The issue has settled around the PSN downloadable game Fat Princess, which is being developed by Darkstar Industries and will be published under the SCEA label. The core of the game involves each team starting out with another team’s princess; the object of the game is to get your own princess back while holding onto the one you have. As a barrier against the other team swooping in and snatching their princess back, you can fatten her up by stuffing her full of cakes and sweets, therefore making it more difficult for the enemy team to carry her away. It’s rather a goofy setup, but it’s no laughing matter for the feminist community, as it has severely roused their ire. They seem to feel this game is projecting a negative opinion about the obese.
Melissa McEwan over at Shakesville took a very aggressive stance to the game when she stated that it would lead to the creation of a “ new generation of fat-hating, heteronormative assholes,” and in a complicated critique of Sony, said that a “cutting-edge tech company” like themselves creating such a game was a case of “splendiferous retrofuck jackholery.”
Feminist Gamers’s Mighty Ponytail, on the other hand, has taken more of a moderate view, writing that it’s not the way the game looks or the concept behind it -- that your enemy has something you have to retrieve -- but that it’s the object, which in this case is a rotund royal person. She therefore suggests a change of gameplay that would make, in her words, the game “the best thing since… well, Team Fortress 2.”
How does she suggests this is to be achieved?
“Instead of running out into the forest to find cake to fatten up the princess with, why not go out and find gold (which is a lot heavier than cake) to stuff into a treasure chest? The more gold in the chest, the heavier it would be, and the harder it would be to carry.”
This is indeed a reasonable suggestion that would not overly compromise the game mechanics, but she also thinks that the game would need to be spiced up, as treasure chests full of gold are “not as ’cute’ as cake and fat chicks.” Mighty Ponytail suggests that the game could also involve throwing multitudinous weighty objects on top of the chest such as animals, trees, boulders and the like, so that people can still have fun while not promoting “nasty stereotypes about women and the obese.”

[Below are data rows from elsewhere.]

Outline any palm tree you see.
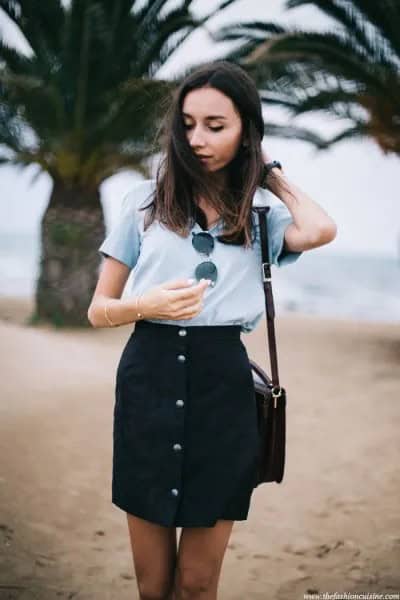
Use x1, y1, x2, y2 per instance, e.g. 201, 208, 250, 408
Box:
0, 0, 234, 326
213, 0, 400, 154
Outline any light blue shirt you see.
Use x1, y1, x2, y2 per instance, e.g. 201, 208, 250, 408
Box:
99, 179, 302, 333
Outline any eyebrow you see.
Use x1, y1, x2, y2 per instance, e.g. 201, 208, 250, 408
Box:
182, 112, 226, 121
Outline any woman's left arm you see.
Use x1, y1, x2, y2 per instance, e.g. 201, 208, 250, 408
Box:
266, 161, 337, 252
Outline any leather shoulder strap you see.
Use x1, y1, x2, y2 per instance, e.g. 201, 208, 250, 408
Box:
253, 206, 279, 387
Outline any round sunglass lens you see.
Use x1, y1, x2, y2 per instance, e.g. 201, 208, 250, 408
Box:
195, 261, 218, 284
192, 233, 214, 254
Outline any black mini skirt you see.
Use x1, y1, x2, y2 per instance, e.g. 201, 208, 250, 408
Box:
112, 320, 259, 527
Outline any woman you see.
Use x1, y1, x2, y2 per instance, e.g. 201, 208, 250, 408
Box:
88, 61, 336, 600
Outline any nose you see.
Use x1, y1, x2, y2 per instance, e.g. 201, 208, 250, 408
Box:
189, 127, 204, 148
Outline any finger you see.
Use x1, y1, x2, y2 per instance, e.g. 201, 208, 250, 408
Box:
162, 277, 194, 290
170, 279, 210, 300
180, 300, 204, 317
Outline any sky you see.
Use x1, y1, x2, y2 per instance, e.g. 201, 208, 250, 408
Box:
0, 0, 400, 258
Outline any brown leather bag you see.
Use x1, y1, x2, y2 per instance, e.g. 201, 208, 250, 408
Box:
250, 206, 286, 487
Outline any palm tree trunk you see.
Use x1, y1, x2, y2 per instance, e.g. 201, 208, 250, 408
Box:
31, 181, 105, 327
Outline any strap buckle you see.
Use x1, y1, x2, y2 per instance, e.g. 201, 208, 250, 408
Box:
261, 262, 271, 281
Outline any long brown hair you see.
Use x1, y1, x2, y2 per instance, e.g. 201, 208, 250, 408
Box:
143, 60, 264, 247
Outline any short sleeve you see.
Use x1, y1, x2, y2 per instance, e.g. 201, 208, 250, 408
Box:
267, 204, 302, 267
99, 191, 140, 269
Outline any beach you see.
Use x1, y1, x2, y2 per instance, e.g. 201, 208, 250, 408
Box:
0, 297, 400, 600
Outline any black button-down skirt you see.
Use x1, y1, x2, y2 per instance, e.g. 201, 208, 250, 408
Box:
112, 320, 259, 527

It’s clear that the feminist community, or at least these two members of it, are not pleased with the way Fat Princess has been created, but this feeling is not universal. A counter argument has been made by blogger Abby McVay over at SlashGear, who stated that while she has “always had a lot of respect for most feminists,” the comments of McEwan and Mighty Ponytail are examples of why she finds herself in the position of “having to defend feminists” as being portrayed as “pissed off irrational women out to get any man that looks their way.” She went onto add that she believed the claims made against Fat Princess at Shakesville and Feminist Gamers were nothing more then a case of “just looking for the latest and greatest thing to bitch about.”
So, we have angry denouncements of the gaming and an angry denouncement of those denouncing the game. Frankly, I don’t see how feeding a princess cake to keep her from being easily carried away is a “nasty stereotype,” as it is what indeed will happen if you eat too much cake, and it can happen just as easily to men as to women. It’s just a game and, in all honesty, nowhere have I read anything in the game saying that all women are fat or that you should hate them for being fat if they happen to be so. I also don’t see how princesses are being stereotyped: in addition to not being continually fed cake by cartoon characters to stop them being carried off, princesses aren’t usually locked in towers by people who want to make money off their hair or put into a timeless sleep by witches either.
Whoops. I think I just stereotyped witches.